Australian government department, 1972–1975

The Department of Tourism and Recreation was an Australian government department that existed between December 1972 and December 1975.

==History==
The Department was one of several new Departments established by the Whitlam government, a wide restructuring that revealed some of the new government's program.

Up until the Department of Tourism and Recreation was established, the prevailing view was that the Commonwealth Government generally had no role to play in relation to sport and recreation, which were instead matters for state and local governments.

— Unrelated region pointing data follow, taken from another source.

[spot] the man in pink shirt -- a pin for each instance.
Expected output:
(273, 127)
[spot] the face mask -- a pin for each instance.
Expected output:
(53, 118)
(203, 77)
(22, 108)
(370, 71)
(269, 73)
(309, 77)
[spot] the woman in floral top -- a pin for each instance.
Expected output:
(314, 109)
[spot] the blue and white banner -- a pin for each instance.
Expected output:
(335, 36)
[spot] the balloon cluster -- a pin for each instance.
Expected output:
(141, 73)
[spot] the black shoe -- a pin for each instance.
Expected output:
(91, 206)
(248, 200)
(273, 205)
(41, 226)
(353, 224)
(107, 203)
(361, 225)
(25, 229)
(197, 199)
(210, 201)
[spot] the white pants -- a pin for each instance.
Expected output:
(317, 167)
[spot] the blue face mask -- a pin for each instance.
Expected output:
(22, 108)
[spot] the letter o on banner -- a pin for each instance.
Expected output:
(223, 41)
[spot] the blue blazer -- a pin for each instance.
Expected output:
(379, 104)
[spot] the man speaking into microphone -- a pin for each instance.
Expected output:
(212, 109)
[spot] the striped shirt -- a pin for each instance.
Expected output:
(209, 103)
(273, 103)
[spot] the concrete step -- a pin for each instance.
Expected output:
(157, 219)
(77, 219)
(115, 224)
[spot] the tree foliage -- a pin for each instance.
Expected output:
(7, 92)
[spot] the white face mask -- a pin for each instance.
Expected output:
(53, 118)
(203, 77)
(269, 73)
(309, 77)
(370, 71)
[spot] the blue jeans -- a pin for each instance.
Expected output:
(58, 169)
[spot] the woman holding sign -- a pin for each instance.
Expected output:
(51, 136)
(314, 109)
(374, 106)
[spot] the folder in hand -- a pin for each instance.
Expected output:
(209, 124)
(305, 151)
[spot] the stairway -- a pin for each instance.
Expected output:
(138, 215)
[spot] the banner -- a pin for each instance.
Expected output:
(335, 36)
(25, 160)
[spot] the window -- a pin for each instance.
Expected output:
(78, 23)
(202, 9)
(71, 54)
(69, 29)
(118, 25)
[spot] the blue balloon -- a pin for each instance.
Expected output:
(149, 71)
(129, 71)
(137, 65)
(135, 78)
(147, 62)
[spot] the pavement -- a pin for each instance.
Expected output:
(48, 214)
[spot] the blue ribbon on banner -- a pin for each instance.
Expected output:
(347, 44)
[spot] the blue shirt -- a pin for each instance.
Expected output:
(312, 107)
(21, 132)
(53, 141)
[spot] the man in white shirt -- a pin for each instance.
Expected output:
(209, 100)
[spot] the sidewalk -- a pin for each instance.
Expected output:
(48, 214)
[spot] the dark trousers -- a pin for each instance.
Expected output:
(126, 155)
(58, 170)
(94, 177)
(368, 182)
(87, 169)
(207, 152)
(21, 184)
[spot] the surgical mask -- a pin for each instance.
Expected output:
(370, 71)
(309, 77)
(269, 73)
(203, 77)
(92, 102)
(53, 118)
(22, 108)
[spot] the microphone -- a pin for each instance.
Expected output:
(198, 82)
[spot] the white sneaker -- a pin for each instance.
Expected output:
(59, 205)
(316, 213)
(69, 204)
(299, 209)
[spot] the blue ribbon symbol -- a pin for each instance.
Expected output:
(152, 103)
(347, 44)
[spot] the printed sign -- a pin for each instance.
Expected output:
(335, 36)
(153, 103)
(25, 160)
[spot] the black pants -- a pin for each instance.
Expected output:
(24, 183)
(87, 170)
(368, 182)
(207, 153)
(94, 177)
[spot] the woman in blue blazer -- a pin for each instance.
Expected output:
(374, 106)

Shortly after the Fraser government took office in November 1975, following the 1975 Australian constitutional crisis, the Department was abolished, with its functions taken up by other departments.

==Scope==
Information about the department's functions and government funding allocation could be found in the Administrative Arrangements Orders, the annual Portfolio Budget Statements and in the Department's annual reports.

At its creation, the Department dealt with:
- Promotion of tourism in Australia and between other countries and Australia
- Regulation of the tourist industry
- Recreation, sport and physical culture

==Structure==
The Department was an Australian Public Service department, staffed by officials who were responsible to the Minister for Tourism and Recreation.